The holistic music wizard known as Deuter has made a career of composing soothing, stirring albums. His oeuvre transcends the boundaries of East and West, as well as the relaxing “spa” sound of New Age music and goes for the more outré and mysterious sound of ambient. OnKoyasan he focuses special attention on the instruments of the Far East, particularly the Chinese erhu (the ancient two-stringed, long-necked violin-style instrument) and the Japanese flute known as the shakuhachi. The initial effect is cinematic, recalling Crouching Tiger, Hidden Dragon’s haunting erhu-based score. As the tracks continue, however, one finds the erhu and flute to be simply the peak of a very big and beautiful mountain. While these instruments loll and flow above, Deuter brings in big, purple cumulonimbus clouds of synthesizer drones below.
“Lovesong From the Mountain” embodies this metaphor perfectly, with erhu and flute hovering in a state of timeless grace above flowing synth washes. Lulling and pulling as they flow, this music seems to exert a gravitational pull on centers in the body of the listener. The album is subtitled Reiki Sound Healing and even if you don’t know reiki or are listening to the album alone in your room and not at a healing center, there is undeniably some force at work in the tones and pulses of Deuter’s work. When a single piano note dissolves the trance, as in “Sound of Invisible Waters,” the effect is startling. Gradually piano notes multiply and create a quilt of healing energy that spreads out to envelop the listener with all the gentle warmth of Grandma’s favorite blanket.

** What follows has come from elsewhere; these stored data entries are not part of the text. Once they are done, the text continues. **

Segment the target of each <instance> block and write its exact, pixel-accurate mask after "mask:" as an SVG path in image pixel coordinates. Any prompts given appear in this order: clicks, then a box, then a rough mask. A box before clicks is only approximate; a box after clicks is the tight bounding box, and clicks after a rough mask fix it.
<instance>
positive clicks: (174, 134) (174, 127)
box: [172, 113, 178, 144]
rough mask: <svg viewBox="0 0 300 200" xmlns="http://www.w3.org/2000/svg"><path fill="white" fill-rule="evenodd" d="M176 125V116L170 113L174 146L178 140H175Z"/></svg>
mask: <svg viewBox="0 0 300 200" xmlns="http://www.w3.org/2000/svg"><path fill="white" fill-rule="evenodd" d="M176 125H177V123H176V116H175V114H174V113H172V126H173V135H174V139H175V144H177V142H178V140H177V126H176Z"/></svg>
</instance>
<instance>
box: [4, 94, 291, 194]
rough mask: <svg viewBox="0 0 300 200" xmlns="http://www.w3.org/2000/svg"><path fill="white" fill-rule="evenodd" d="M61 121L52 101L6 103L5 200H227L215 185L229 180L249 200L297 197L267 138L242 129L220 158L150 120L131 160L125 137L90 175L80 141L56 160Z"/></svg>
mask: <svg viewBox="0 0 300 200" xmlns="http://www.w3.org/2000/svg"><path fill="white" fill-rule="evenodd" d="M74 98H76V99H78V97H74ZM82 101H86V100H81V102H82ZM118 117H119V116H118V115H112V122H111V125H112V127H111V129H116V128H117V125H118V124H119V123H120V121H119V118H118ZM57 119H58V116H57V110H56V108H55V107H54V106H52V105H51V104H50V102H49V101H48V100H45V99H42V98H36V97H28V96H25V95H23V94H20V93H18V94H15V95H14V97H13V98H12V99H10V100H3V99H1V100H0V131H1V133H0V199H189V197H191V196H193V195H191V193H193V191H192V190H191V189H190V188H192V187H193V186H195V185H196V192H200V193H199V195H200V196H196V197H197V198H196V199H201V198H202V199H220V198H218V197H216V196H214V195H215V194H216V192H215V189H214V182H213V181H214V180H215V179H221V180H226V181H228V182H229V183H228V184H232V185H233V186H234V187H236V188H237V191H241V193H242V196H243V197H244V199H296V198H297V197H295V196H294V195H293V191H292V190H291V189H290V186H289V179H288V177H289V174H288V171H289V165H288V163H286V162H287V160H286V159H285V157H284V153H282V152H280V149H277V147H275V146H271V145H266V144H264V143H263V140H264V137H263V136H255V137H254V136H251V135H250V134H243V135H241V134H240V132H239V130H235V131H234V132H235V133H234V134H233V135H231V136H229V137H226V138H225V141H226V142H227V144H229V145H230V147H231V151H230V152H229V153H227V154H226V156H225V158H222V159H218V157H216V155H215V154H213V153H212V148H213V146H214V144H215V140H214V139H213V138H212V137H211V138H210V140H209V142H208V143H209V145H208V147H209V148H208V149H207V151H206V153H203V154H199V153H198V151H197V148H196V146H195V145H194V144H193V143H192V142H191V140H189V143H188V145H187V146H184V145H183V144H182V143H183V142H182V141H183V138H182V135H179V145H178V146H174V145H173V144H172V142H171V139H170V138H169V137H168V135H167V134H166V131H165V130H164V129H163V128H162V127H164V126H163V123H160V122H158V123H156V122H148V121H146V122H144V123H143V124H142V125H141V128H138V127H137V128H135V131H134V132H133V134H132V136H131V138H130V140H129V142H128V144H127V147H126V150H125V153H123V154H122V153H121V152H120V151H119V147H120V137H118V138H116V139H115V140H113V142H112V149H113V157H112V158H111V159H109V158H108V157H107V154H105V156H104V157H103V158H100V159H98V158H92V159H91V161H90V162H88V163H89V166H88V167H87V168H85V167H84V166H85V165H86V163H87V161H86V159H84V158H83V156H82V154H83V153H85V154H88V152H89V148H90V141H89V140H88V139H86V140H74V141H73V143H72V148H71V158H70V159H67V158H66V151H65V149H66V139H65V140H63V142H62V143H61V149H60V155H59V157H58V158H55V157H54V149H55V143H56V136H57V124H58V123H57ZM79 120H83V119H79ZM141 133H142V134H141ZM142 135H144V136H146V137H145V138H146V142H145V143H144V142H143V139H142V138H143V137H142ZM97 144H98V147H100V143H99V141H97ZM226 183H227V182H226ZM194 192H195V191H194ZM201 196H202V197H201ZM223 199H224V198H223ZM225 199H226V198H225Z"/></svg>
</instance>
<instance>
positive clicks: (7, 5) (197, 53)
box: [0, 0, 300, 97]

Nowhere is this feeling more profound than on the closing track, the aptly named “Escape From Gravity.” This elegiac piece encompasses all that’s come before and ends the album with the same wistful joy of saying good-bye to a house that’s full of old friends. All the phrases of the previous tracks return—blissfully cycling piano arpeggios, mournful ehru and stoic flute—flowing together to touch every facet of the soul and emotion. We may feel at times that we will escape gravity and scale the highest peaks of experience, but ultimately we have to descend. Deuter makes the sadness and beauty this implies marvelously tangible.